At the noon break Michaela took up residence in the canteen and received her due homage, even from the orchestra and chorus. Nothing like this had ever happened to her, not even after a premiere. Michaela announced who would read the resolution that evening, since she intended to appear at the church.
Martin Luther Church, that neo-Gothic forefinger rising at the far end of Market Square, was jam-packed. I followed Michaela down the center aisle to the front, where the emissary greeted us. It had been ages since I had been inside a church!
“Ghastly, truly ghastly,” a woman with short hair and a long, thin scar across her right eyebrow kept repeating. “Truly, truly ghastly!” She was referring to Bodin, the pastor of the church, who had demanded that instead of presenting bombastic speeches they should hold a thanksgiving service. God needed to be thanked for the politburo’s declaration, which was an attempt at reconciliation. There were, moreover, strong elements of his congregation who would have no sympathy whatever for such proceedings. If she and her friends did not understand that, he had no choice but to yield to those members of the congregation and close his church’s doors to a crowd of rowdies.
Somehow I sympathized with Pastor Bodin, an elderly, totally bald man, who had seated himself in his clerical robes against one wall and now appeared to be deep in thought or prayer.
Michaela and I were greeted by several people. The founder of the Altenburg New Forum (every town had its own New Forum) fought for air as he told us how that same morning he had found the lug nuts loosened on his Trabant. A gaunt long-haired fellow with an inscrutable Chinese smile was holding a rolled-up banner in his arms like a giant doll. There was a steady flow of young women who introduced themselves as members or chairpersons of environmental and peace groups.

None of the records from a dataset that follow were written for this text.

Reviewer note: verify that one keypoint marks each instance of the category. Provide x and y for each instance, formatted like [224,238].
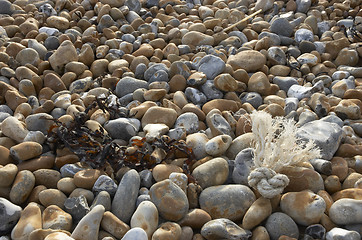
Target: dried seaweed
[97,148]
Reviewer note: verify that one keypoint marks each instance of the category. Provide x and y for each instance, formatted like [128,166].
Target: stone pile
[170,69]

Women were likewise in the majority among the people thronging the aisles and balconies. “Something has got to happen today!” the woman with the scar said, and planted herself in front of us.
“What’s supposed to happen?” I asked.
“Why, a demonstration,” she exclaimed. “We’ve got to get things started here! Somebody’s got to speak up today for once.”

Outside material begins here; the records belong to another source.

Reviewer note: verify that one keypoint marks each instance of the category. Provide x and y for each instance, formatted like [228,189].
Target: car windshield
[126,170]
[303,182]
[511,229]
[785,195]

The long-haired fellow came over and interrupted her to say, “If someone is going to speak, it ought to be a person no one here really knows.” Strangely enough at that moment that seemed plausible to me. I realized too late that by nodding I had got myself into a precarious situation. The fellow from the New Forum returned to repeat his lug-nut story and said he was already asking far too much of his family. Michaela didn’t budge. “Can’t you do it?” the woman with the scar asked, gazing at me. I was trapped.
“And what am I supposed to say?” I asked. “Super,” she cried, “that’s really super!” The fellow with long hair bent down over me and patted my shoulder. “Fine, Enrico, very fine!” I was so discombobulated that I asked how he knew my name. 310In the same moment the church orchestra struck up. The bass player, who had given the downbeat, nodded like one of those plastic dachshunds that for a while you saw in every rear windshield.